Let $F :\mathbb{R}^2 \to \mathbb{R} $ be defined as $F(\vec x)$ =$\Vert \vec x \Vert^2$. Use the definiton of the derivative $\lim_{\vec h \to 0} \frac{||F(\vec x+ \vec h) - F(\vec x)-DF(\vec x)\vec h||}{||\vec h||} = 0$ to show that $F$ is differentiable at every $\vec x \in \mathbb{R}^n, $ and $DF(\vec x)$ = $[2x_1 \quad 2x_2 \quad ... \quad 2x_n ]$ (or $2 \vec x^T$, a row vector)
So I know that $||\vec x^2||$ can be re-written at $|x|^2$ which is the same as $(x)(x)$. Plugging in the value of $\vec x$ into the equation I get $\lim_{\vec h \to 0} \frac{||F(\vec ||x||^2+ \vec h) - F(\vec ||x||^2)-DF(\vec ||x||^2)\vec h||}{||\vec h||} = 0$ which simplifies to $\lim_{\vec h \to 0} \frac{||F(\vec h) -DF((2) (\vec||x||))\vec h||}{||\vec h||} = 0$, Which I assume simplifies to $\lim_{\vec h \to 0} \frac{||DF((2)\vec||x||}{||\vec h||} = 0$ ?

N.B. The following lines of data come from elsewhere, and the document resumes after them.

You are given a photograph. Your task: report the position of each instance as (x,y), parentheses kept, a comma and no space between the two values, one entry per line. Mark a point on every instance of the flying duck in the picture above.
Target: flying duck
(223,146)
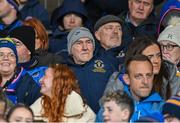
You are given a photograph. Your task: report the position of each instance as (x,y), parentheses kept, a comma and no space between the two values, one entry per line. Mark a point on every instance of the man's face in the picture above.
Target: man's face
(5,8)
(140,79)
(113,113)
(170,51)
(24,55)
(140,9)
(154,54)
(71,21)
(82,50)
(109,35)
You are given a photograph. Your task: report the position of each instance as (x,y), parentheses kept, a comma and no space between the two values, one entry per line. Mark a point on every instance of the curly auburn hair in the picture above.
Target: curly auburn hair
(64,82)
(41,33)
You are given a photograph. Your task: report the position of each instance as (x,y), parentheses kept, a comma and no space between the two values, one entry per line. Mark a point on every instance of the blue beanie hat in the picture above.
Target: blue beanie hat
(14,3)
(9,43)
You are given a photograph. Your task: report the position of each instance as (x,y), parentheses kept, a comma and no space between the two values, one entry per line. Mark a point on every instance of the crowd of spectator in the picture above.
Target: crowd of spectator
(90,61)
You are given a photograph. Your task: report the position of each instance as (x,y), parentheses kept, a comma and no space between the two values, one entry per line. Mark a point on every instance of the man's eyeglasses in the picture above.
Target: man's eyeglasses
(168,47)
(8,55)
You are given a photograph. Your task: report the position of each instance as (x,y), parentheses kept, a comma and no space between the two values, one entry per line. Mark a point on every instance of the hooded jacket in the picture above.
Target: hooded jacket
(170,8)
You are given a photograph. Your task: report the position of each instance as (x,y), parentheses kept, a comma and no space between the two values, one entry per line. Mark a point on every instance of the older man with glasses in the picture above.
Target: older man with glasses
(170,43)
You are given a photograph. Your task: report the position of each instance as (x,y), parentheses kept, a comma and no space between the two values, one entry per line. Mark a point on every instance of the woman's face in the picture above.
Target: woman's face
(46,82)
(170,51)
(7,61)
(21,115)
(154,54)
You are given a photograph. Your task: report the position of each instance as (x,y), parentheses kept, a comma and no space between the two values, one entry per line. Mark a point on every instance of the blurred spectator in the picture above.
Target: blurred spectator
(71,14)
(99,8)
(117,106)
(108,32)
(42,43)
(20,113)
(24,37)
(59,86)
(171,8)
(5,104)
(9,18)
(16,82)
(169,40)
(171,110)
(138,83)
(33,8)
(166,82)
(91,68)
(139,20)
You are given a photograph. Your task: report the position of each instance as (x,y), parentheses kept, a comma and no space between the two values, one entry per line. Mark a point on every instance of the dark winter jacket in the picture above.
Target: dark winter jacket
(92,78)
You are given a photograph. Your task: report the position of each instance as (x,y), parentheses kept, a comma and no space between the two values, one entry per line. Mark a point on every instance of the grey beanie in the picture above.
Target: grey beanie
(106,19)
(77,33)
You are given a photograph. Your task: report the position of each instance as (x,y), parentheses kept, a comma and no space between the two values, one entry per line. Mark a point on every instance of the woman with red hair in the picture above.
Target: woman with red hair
(61,100)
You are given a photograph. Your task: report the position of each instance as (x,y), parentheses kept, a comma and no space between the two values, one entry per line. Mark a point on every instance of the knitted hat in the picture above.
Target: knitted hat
(77,33)
(26,34)
(106,19)
(171,33)
(172,107)
(9,43)
(14,3)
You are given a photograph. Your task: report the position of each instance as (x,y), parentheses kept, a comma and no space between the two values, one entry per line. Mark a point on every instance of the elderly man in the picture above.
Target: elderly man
(169,40)
(92,70)
(24,37)
(9,15)
(108,32)
(139,20)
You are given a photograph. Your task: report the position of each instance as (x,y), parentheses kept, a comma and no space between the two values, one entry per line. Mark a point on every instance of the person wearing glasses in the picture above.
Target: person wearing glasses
(169,40)
(17,84)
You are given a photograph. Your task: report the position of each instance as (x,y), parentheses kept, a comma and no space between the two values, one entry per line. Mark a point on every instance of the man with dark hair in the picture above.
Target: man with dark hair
(139,20)
(138,83)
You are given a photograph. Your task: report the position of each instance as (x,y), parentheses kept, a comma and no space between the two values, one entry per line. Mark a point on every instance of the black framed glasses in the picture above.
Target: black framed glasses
(168,47)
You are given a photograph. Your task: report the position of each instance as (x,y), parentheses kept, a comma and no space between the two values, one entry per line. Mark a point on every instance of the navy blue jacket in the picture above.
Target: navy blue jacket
(21,88)
(68,6)
(147,27)
(35,9)
(92,78)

Not sure if I am correct and I am having trouble proving that $DF(\vec x)$ is a row vector.
Any help is appreciated!
Let $L(x) = 2x^T$ (which we must prove that it equals the differential of $f$). Then,
$$|f(x+h)-f(x) - L(x)\cdot h| = |\|x+h\|^2 - \|x\|^2 - 2x \cdot h| = |\|x\|^2 +\|h\|^2 + 2 x\cdot h - 2 x\cdot h| = \|h\|^2$$
Edit:
Hence:
$$\lim_{h\to 0} \frac{|f(x+h)-f(x) - L(x)\cdot h| }{\|h\|} = \lim_{h\to 0} \|h\| = 0$$
By definition, this means that $f$ is differentiable at $x$ and that $Df(x) = L(x)$. In other words:
$$Df(x) = 2 x^T = 2 [x_1 \cdots x_n]$$